Cerebral thromboembolic complications during cerebral angiography and their risk factors in different subgroups: Analysis of 2,457 procedures.

机构信息

Clínica NeuroEV, Rua Botucatu, 591, Sala 104, São Paulo, SP, 04023-062, Brazil.

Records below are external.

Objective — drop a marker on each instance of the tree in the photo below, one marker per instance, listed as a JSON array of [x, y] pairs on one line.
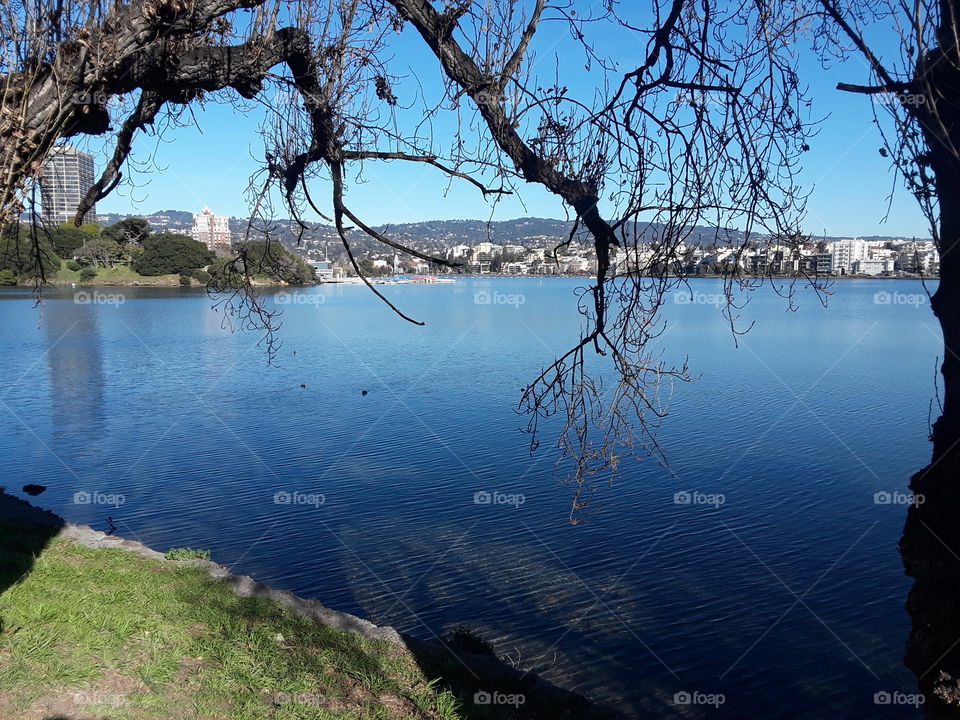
[[27, 254], [99, 251], [169, 253], [67, 240]]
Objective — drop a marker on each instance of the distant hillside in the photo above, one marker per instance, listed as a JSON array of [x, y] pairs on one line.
[[428, 235]]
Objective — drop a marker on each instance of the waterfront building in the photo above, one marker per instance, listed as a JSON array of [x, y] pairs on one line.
[[66, 178], [212, 230]]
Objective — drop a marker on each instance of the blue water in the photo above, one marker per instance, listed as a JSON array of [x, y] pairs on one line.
[[787, 599]]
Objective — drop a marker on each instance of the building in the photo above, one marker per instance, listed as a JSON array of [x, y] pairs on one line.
[[847, 252], [874, 266], [212, 230], [66, 178]]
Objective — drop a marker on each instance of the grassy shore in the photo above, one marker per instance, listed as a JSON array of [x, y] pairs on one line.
[[101, 633], [120, 275]]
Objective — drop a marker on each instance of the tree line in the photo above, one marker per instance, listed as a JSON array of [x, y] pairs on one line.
[[29, 253]]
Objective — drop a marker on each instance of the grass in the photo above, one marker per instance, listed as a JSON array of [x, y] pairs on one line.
[[120, 275], [186, 554], [110, 633]]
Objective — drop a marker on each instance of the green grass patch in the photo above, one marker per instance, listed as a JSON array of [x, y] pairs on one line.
[[186, 554], [110, 633]]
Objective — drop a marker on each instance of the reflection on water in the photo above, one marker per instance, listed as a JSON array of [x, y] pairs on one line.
[[787, 599], [75, 362]]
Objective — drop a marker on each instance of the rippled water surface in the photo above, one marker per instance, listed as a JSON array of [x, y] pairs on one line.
[[787, 599]]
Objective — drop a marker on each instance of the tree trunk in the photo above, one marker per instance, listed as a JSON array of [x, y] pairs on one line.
[[930, 545]]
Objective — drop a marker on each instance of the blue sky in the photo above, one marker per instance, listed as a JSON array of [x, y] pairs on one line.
[[210, 162]]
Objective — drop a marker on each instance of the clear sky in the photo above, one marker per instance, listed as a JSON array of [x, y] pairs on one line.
[[209, 163]]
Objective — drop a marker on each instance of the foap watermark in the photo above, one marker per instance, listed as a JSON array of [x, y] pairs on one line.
[[485, 297], [686, 297], [98, 298], [283, 497], [83, 497], [884, 297], [912, 100], [692, 497], [286, 298], [482, 697], [694, 697], [897, 498], [92, 697], [885, 697], [498, 498]]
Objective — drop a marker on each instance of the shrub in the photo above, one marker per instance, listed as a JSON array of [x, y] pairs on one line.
[[466, 640], [168, 253]]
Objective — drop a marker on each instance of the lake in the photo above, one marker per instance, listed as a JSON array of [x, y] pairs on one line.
[[786, 597]]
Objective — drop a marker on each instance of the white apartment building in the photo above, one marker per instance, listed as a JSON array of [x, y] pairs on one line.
[[848, 251]]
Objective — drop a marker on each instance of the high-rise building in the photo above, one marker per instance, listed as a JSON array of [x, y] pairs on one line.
[[67, 176], [212, 230]]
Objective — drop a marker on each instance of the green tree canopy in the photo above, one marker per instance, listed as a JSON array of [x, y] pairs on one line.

Conjunto Hospitalar Do Mandaqui, São Paulo, SP, Brazil.

出版信息

Neurol Sci. 2024 Jun;45(6):2759-2768. doi: 10.1007/s10072-024-07302-4. Epub 2024 Jan 13.

Abstract

PURPOSE

Diagnostic cerebral digital subtraction angiography (DSA) is an invasive examination that involves catheterization of the major supra-aortic arterial trunks and evaluation of intracranial vessels for diagnostic purposes. Although considered the gold standard method for investigating cerebrovascular diseases, DSA carries measurable and potentially serious complication rates. This report describes the frequency of neurological and non-neurological complications of DSA performed in five hospitals in the state of São Paulo, Brazil, and analyzes them in different disease subgroups. It has a special focus on thromboembolic cerebral complications.

METHODS

We retrospectively reviewed clinical records of all adult patients who underwent DSAs between January 2019 and December 2022. Demographic variables, DSA reports, CT/MRI reports, and clinical follow-up notes were reviewed.

RESULTS

Twenty-four patients experienced some type of complication among 2,457 diagnostic DSAs (0.97%). Thromboembolic complications were recorded in 9 patients (0.36%), and access site hematomas larger than 5 cm were registered in six patients (0.24%). There was a statistical trend for thromboembolic complications in patients with cervical and/or intracranial atherosclerosis (p = 0.07), but age was not associated with them (p = 0.93). Patients who received heparin had lower rates of embolic complications than those who did not receive it, but there was no statistically significant difference (p = 0.17). Intravenous administration of heparin showed a trend toward significance with groin hematoma (p = 0.10).

CONCLUSION

Diagnostic catheter DSAs have low complication rates.

摘要

目的

诊断性数字减影脑血管造影(DSA)是一种有创检查,需要对主要的主动脉干进行导管插入,并对颅内血管进行评估以进行诊断。虽然 DSA 被认为是调查脑血管疾病的金标准方法,但它也存在一定的可测量且潜在严重的并发症发生率。本报告描述了在巴西圣保罗州的五家医院进行的 DSA 的神经和非神经并发症的频率,并在不同疾病亚组中对其进行了分析。本报告特别关注血栓栓塞性脑并发症。

方法

我们回顾性分析了 2019 年 1 月至 2022 年 12 月期间所有接受 DSA 的成年患者的临床记录。对人口统计学变量、DSA 报告、CT/MRI 报告和临床随访记录进行了审查。

结果

在 2457 例诊断性 DSA 中,有 24 例(0.97%)出现了某种类型的并发症。9 例(0.36%)患者出现血栓栓塞性并发症,6 例(0.24%)患者出现大于 5cm 的股动脉血肿。在有颈内和/或颅内动脉粥样硬化的患者中,血栓栓塞性并发症有统计学趋势(p=0.07),但与年龄无关(p=0.93)。接受肝素治疗的患者发生栓塞性并发症的比例低于未接受肝素治疗的患者,但差异无统计学意义(p=0.17)。静脉给予肝素与腹股沟血肿有显著相关性(p=0.10)。

结论

诊断性导管 DSA 的并发症发生率较低。